A question rises while reading this novel: What kind of typology does it belongs to? Is it an adventurous, a feuilleton, a picaresque or simply a biographic novel? The author, despite his attempts to remain realist till the end, has been able to entwine elements of these types of novels, without being identified with any of them. This is one of the secrets of the typological and compositional originality of this novel.

The main topic of the book is the rapport of the writer and the man with the dictatorship, which suppresses and deforms the consciousness of individuals and personalities, who create protective shells to exist but it arouse in them even the rebellion spirit. The fact that the two personages where are based the triggers of the subject evolution are two teenagers, two artists, two adorers that are in love with the art of Kadare is significant as well as motivated from the mental and psychological aspect. Very young, with the intuition and the desire to discover and congratulate on every new contemporary and modern element in the literature and art but also with the dispositions and the mentality that differs a little from the official mentality of the dictatorship that professed itself as Marxist, those two guys personify the gemmae of a new liberal spirit even though it isn’t expressed in an explicit way because of the high-risk conditions, especially in the province.

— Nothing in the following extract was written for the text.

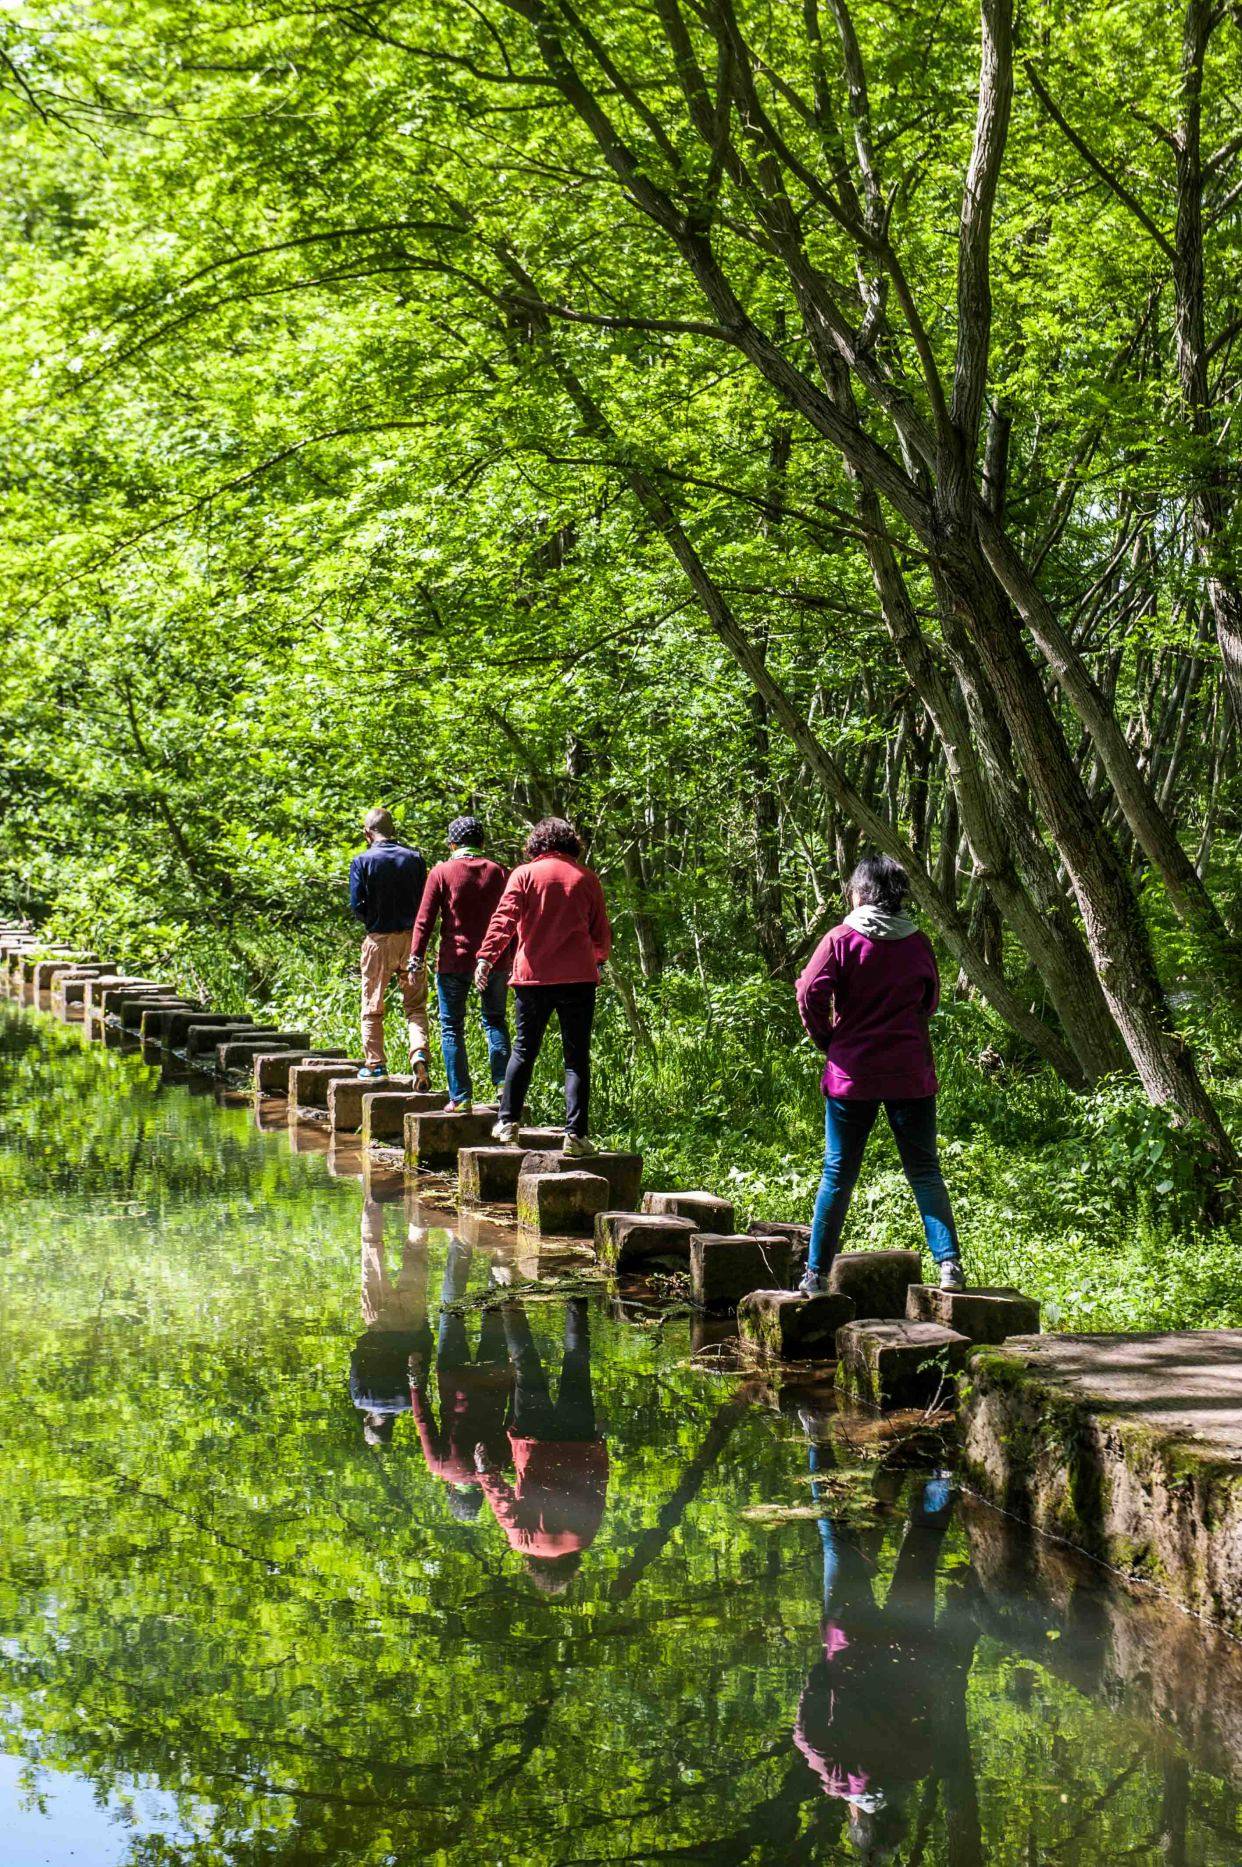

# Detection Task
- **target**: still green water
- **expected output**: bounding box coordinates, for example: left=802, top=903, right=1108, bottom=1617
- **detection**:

The complexity of the figure of Kadare as a writer and man is the base of the shocking dramatization of the novel. This feature is explained and analyzed by the judgments and the estimations of the two guys, the different intellectuals, the party and state representatives and also through the creation and the recreation of the significant scenes and situations, too much fragile and in the ambit of a possible tragedy. The views from which the writer is investigated are antipodal:

The security men and the employees view him as an enemy (“We know what you deserve but we can’t do anything to the one who is above us!”), while the teenagers and the intellectuals with a free spirit and a democratic thinking consider him as “the unique hope” but they are also sorry for the debts that the writer has to pay to the regime to survive and write his real works.

The succinct structure of this laconic novel is gestated with vital and conventional components, with an absurd atmosphere and an existential weigh, with dreams and the immediate moment when you wake up, with documentation almost chronic and with a trivial and hyperbolic reflection. These contradictory structural elements form a flowing rainbow in the reader’s contemplative imagination and especially the reader that has enjoyed the sublimity of the Kadere art.

While reading the last pages of the roman, the ancient idea that every creator, is a man and remains such, provokes me.

When the historical-literary studies will sift and point out the books of the last decade of the century that we are leaving behind, I think that the hand of the studier of Kadare will stand even over this interesting novel.